The learned counsel for the Appellants has further urged that the dismissal of
the first amendment application as withdrawn vide order dated 13.01.2021
precludes the Respondent from filing the Underlying Application as underOrder
XXIII Rule 1 of the CPC, the same amounts to an abandonment of claim. The core
of Section 12 of the CPC read with Order XXIII Rule 1 is that no suit
lies on the same cause of action if the plaintiff has abandoned their claim. In
the present case, the same is not attracted as the circumstances give rise to a
continuous cause of action resulting in a situation where both the amendment
applications were filed at different points of time and the former was not
adjudicated on merits.
25.
Lastly, we consider the submission made by the Appellants regarding the
non-issuance of a notice as per Section 80 of the CPC prior to the
filing of the Underlying Application.
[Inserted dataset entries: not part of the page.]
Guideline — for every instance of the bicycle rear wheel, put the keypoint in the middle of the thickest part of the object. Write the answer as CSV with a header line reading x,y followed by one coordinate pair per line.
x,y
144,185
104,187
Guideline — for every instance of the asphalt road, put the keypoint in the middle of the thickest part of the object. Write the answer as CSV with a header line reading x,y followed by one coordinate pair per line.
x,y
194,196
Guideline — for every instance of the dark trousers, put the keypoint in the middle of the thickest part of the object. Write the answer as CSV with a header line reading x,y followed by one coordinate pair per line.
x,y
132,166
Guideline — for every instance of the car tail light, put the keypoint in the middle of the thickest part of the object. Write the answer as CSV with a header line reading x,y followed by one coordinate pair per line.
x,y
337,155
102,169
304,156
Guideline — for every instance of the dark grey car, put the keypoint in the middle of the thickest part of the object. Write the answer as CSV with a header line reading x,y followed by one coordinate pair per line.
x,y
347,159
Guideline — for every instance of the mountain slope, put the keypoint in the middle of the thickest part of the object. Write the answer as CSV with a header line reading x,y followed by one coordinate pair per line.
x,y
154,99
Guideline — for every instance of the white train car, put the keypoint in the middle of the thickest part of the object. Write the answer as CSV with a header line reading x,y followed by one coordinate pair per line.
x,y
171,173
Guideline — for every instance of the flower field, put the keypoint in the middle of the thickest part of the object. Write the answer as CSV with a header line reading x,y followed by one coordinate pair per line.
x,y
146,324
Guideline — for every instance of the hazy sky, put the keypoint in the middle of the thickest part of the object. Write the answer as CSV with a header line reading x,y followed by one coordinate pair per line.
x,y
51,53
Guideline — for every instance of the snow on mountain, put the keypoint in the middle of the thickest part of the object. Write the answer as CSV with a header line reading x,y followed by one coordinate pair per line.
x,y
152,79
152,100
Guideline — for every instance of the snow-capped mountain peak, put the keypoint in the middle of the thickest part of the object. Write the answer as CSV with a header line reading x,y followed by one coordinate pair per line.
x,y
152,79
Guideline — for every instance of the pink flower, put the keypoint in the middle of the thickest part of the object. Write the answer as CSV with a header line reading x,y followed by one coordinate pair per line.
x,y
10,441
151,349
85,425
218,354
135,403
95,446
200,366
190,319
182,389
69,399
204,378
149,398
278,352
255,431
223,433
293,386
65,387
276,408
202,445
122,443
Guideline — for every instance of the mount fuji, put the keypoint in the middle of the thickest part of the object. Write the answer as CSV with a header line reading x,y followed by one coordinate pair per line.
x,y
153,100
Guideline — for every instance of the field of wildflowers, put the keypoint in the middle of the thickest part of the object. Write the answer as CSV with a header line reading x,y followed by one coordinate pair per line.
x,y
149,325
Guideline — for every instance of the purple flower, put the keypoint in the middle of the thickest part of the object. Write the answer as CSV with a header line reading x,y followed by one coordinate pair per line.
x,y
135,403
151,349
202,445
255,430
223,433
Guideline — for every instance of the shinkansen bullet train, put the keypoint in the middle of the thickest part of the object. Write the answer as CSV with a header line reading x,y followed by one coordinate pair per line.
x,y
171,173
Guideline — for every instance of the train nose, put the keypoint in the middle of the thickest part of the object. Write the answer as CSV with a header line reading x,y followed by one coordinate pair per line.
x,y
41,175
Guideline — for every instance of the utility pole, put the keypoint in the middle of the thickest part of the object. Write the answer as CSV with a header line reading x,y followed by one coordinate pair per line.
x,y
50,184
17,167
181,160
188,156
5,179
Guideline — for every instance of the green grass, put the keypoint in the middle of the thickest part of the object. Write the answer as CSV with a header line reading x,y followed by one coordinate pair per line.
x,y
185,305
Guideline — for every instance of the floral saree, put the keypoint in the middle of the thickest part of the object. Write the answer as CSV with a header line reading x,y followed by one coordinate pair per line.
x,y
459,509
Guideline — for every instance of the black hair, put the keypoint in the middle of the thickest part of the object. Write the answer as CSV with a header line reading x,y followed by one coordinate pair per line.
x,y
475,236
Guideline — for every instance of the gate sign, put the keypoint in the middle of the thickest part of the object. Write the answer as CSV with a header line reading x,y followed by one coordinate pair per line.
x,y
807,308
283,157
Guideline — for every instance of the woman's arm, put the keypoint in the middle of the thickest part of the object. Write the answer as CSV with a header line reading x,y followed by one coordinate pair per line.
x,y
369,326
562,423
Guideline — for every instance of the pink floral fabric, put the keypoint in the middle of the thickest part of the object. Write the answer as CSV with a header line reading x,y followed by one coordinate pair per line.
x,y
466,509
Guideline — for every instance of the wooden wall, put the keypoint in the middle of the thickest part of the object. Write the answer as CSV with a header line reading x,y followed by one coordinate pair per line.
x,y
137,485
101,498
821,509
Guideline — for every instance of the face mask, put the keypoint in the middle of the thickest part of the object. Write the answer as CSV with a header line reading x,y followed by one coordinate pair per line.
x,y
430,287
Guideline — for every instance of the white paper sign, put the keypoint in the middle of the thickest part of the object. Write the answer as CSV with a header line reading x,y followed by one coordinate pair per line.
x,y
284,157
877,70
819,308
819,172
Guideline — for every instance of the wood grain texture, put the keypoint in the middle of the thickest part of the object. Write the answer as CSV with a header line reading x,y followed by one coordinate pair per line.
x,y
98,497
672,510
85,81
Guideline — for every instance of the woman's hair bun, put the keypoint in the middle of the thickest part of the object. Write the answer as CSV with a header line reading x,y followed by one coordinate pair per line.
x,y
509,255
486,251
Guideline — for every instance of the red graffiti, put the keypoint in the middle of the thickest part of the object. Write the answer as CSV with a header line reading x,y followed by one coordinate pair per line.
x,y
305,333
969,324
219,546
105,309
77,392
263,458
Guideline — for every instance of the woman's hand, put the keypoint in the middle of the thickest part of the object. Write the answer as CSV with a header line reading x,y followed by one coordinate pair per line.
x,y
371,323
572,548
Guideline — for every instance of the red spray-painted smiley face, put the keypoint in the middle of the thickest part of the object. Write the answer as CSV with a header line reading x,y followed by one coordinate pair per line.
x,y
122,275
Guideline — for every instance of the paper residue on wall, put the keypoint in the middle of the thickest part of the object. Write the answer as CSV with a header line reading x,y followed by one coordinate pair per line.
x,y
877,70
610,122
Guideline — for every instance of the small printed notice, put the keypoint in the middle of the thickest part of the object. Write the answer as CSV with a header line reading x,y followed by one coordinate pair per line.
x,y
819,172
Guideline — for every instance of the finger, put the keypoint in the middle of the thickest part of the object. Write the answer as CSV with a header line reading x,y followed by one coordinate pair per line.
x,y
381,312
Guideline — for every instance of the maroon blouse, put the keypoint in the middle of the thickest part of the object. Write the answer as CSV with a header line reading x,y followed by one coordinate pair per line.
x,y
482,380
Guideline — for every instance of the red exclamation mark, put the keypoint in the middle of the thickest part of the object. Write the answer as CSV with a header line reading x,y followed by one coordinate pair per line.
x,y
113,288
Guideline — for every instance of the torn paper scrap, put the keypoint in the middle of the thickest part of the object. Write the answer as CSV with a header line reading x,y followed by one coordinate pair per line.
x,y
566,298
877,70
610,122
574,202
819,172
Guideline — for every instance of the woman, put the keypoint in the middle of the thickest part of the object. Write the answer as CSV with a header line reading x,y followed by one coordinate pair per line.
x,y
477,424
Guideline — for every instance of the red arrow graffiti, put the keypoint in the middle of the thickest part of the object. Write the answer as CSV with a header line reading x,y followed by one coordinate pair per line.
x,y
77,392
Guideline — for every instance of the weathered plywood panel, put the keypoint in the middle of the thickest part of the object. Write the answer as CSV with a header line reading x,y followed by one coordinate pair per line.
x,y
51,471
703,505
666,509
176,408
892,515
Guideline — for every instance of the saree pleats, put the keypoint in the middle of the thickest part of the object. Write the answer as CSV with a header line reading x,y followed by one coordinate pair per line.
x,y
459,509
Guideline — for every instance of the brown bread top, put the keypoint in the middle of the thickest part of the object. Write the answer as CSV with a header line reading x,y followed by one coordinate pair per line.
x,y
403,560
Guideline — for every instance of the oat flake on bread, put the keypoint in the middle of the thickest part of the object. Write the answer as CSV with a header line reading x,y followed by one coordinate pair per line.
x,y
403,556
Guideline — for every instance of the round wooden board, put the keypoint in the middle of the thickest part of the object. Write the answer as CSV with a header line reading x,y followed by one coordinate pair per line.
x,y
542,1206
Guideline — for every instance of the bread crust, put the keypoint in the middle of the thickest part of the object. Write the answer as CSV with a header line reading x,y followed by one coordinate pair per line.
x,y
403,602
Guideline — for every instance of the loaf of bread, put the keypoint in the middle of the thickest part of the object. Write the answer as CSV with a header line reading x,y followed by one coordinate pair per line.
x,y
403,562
It is apposite to reproduce the relevant
portion of Section 80 of the CPC as relied on by the Appellants:
“80. Notice.— Save as
otherwise provided in sub- section (2), no suits shall be instituted against
the Government (including the Government of the State of Jammu and Kashmir)] or
against a public officer in respect of any act purporting to be done by such
public officer in his official capacity, until the expiration of two months
next after notice in writing has been delivered to, or left at the office of.”
26.
We have already observed that the amendment sought amounts to a continuous
cause of action and maintains the nature and character of the suit and to that
extent, Section 80 of the CPC is irrelevant to the case at hand.
27.
In view of the above, no good reasons are seen to interfere with the impugned
order. The appeal stands dismissed without any order on costs.